Lisa Koonce is the Deloitte and Touche endowed chair in accounting at the McCombs School of Business, University of Texas at Austin. Koonce is particularly notable for her research contributions to decision-making processes in financial accounting and auditing.

==Early life and career==
Lisa Koonce obtained her Bachelor of Administration (Major in Accountancy) in 1981 from Southern Illinois University. One year later, in 1982, she completed a Masters of Administrative Science (Major in Accountancy) at the University of Illinois. In 1990, she completed her Ph.D. in accounting, with a minor in Psychology, also at the University of Illinois.

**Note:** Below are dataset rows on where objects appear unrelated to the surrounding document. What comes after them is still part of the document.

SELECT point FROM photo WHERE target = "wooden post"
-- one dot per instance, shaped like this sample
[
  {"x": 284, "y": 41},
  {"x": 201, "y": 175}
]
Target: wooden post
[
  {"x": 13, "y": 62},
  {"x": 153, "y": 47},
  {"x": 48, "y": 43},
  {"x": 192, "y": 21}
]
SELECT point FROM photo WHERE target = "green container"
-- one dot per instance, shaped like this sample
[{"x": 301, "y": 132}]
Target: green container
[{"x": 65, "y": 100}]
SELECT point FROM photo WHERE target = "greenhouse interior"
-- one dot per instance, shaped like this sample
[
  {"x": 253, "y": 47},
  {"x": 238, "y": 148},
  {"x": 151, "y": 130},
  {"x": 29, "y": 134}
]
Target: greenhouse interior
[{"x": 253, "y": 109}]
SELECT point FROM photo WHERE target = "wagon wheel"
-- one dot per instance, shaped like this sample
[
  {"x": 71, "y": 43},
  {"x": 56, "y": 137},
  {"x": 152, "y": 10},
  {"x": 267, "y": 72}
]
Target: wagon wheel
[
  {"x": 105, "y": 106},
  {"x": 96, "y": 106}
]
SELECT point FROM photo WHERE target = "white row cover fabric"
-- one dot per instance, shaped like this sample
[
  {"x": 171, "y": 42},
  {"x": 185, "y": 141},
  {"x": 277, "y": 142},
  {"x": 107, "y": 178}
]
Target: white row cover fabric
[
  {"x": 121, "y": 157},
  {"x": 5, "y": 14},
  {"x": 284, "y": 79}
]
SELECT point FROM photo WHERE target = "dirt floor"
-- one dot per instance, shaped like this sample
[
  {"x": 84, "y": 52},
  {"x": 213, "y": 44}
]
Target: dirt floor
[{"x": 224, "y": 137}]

Upon completing her master's degree, Koonce worked as a senior in-charge auditor at Touche Ross & Co. in Chicago (1982–1984). She obtained her CPA designation in 1982 and her CMA designation in 1984.

Koonce has spent the majority of her career in educational and research-based settings. Following her association with Touche Ross, she held various academic appointments at the University of Illinois and at the University of Texas at Austin. She became a full professor in 2002, and was awarded the Deloitte and Touche Endowed Chair in Accounting in 2009.

Koonce has been honored on several occasions for her research and teaching contributions. She and her co-authors were awarded the 2005 Best Paper Award from Accounting Horizons, a publication of the American Accounting Association. In 2007, she received the Distinguished Teaching Award from the University of Texas, while in 2009, the McCombs School of Business honored her with its Excellence in Education Award.

==Selected publications==
- 2008 "Investor Reaction to Derivative Use: Experimental Evidence". (L. Koonce, M. Lipe and M. McNally), Review of Accounting Studies (December), 571–597.
- 2008 "Management Earnings Forecasts: A Review and Framework". (E. Hirst, L. Koonce and S. Venkataraman), Accounting Horizons (September), 315–338.
- 2007 "How Disaggregation Enhances the Credibility of Management Earnings Forecasts". (E. Hirst, L. Koonce and S. Venkataraman), Journal of Accounting Research (September), 811–838.